28 mars 1993 : Mort à Trouville
Anciens collaborateurs : Béatrice Tanaka, son assistante à l'Université du Théâtre des Nations, et André-Louis Périnetti, qui lui a succédé à la direction de l'UTN après en avoir été stagiaire.

Informations sur les modalités d’entrée

Donné au département des Arts du spectacle de la Bibliothèque nationale de France en novembre 2013 par son épouse Madame Christiane Botbol. Numéro d'inventaire : DON-ASP-2013-37.

Présentation du contenu

Manuscrits, archives, photographies, masques, marionnettes, maquette en volume.

Conditions d'accès

Vous pouvez préparer votre venue au département des Arts du spectacle en réservant vos documents à distance à partir du présent inventaire, en cliquant sur l'icône "Calendrier" qui figure à gauche des descriptions de documents.
Pour pouvoir réserver à distance, vous devez posséder une carte de lecteur en cours de validité et donnant accès à la Bibliothèque de recherche, et créer votre propre espace personnel sur le site Web de la BnF à cette adresse.
Ce fonds est consultable uniquement en place réserve (à demander à l'entrée de la salle de lecture).
Il est conservé dans les magasins d'un site distant.

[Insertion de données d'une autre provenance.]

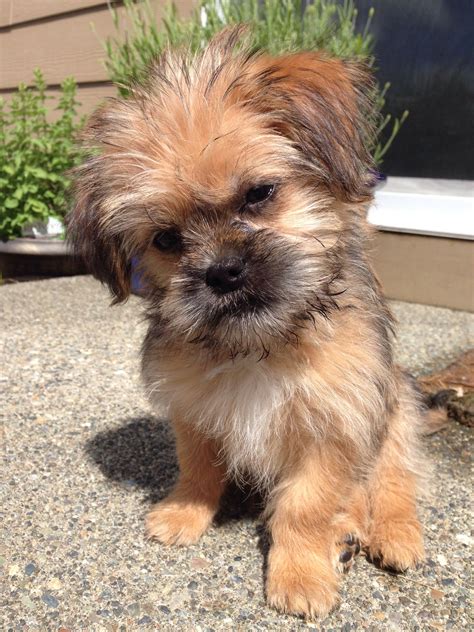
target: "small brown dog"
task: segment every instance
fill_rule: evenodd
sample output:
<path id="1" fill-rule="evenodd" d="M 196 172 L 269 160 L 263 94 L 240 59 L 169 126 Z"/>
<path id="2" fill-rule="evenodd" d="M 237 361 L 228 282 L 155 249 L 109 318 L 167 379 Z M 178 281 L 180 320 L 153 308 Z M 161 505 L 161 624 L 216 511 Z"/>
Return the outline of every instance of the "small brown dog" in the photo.
<path id="1" fill-rule="evenodd" d="M 180 466 L 149 536 L 196 542 L 226 480 L 251 481 L 268 603 L 311 617 L 360 546 L 394 569 L 423 559 L 421 407 L 367 260 L 370 77 L 241 35 L 163 56 L 99 109 L 69 231 L 116 302 L 132 257 L 149 288 L 143 375 Z"/>

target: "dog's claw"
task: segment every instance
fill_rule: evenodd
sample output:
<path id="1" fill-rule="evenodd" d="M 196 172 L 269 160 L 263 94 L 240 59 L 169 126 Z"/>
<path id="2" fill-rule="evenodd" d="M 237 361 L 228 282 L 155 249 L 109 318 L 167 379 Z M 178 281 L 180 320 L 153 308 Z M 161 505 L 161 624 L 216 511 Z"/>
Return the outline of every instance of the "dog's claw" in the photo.
<path id="1" fill-rule="evenodd" d="M 337 546 L 342 549 L 337 566 L 341 572 L 347 573 L 354 563 L 354 559 L 360 553 L 359 538 L 353 533 L 347 533 L 342 541 L 337 543 Z"/>

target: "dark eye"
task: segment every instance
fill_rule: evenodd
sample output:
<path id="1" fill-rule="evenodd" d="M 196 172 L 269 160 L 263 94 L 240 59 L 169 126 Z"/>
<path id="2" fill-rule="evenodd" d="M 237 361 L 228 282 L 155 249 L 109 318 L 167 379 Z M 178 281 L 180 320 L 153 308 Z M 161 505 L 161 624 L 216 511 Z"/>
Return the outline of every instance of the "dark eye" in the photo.
<path id="1" fill-rule="evenodd" d="M 265 202 L 272 195 L 275 190 L 274 184 L 262 184 L 258 187 L 252 187 L 247 191 L 245 196 L 245 204 L 252 206 L 253 204 L 259 204 Z"/>
<path id="2" fill-rule="evenodd" d="M 181 247 L 181 236 L 175 228 L 163 230 L 153 238 L 153 245 L 161 252 L 176 252 Z"/>

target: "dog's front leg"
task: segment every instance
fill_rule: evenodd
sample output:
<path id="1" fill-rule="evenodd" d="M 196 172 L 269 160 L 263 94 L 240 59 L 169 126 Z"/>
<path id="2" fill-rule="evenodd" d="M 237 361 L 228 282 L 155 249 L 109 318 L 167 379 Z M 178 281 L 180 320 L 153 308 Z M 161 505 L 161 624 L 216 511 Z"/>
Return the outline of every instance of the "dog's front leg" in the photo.
<path id="1" fill-rule="evenodd" d="M 268 507 L 271 606 L 312 618 L 326 615 L 337 603 L 332 525 L 350 489 L 350 467 L 338 446 L 306 448 L 286 469 Z"/>
<path id="2" fill-rule="evenodd" d="M 174 421 L 179 476 L 172 492 L 147 516 L 150 538 L 163 544 L 197 542 L 218 509 L 225 471 L 214 443 L 190 425 Z"/>

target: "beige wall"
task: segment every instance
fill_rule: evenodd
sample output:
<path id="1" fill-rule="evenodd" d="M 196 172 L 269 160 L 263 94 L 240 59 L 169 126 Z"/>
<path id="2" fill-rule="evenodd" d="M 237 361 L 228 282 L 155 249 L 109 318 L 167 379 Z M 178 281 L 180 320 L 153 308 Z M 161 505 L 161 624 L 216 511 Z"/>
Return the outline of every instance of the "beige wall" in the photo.
<path id="1" fill-rule="evenodd" d="M 186 14 L 193 0 L 175 3 Z M 153 4 L 159 17 L 166 0 Z M 116 92 L 107 82 L 99 41 L 113 33 L 106 0 L 0 0 L 0 96 L 8 99 L 21 81 L 31 83 L 40 67 L 52 95 L 73 75 L 81 109 L 90 112 Z"/>

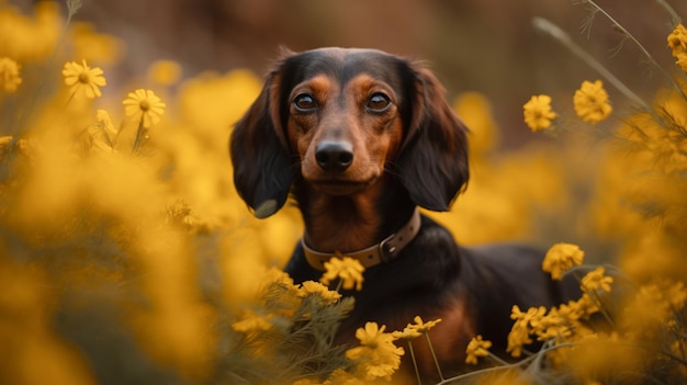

Un délai de 48 à 72 heures est donc nécessaire pour obtenir la communication des documents qui le constituent. Un document demandé jusqu'à 17 h 45 est disponible le surlendemain à 10 h (pour les demandes effectuées du vendredi 17 h 45 au lundi 10 h, compter 1 jour de plus).

Documents en relation

Fonds Béatrice Tanaka, également conservé au département des Arts du spectacle.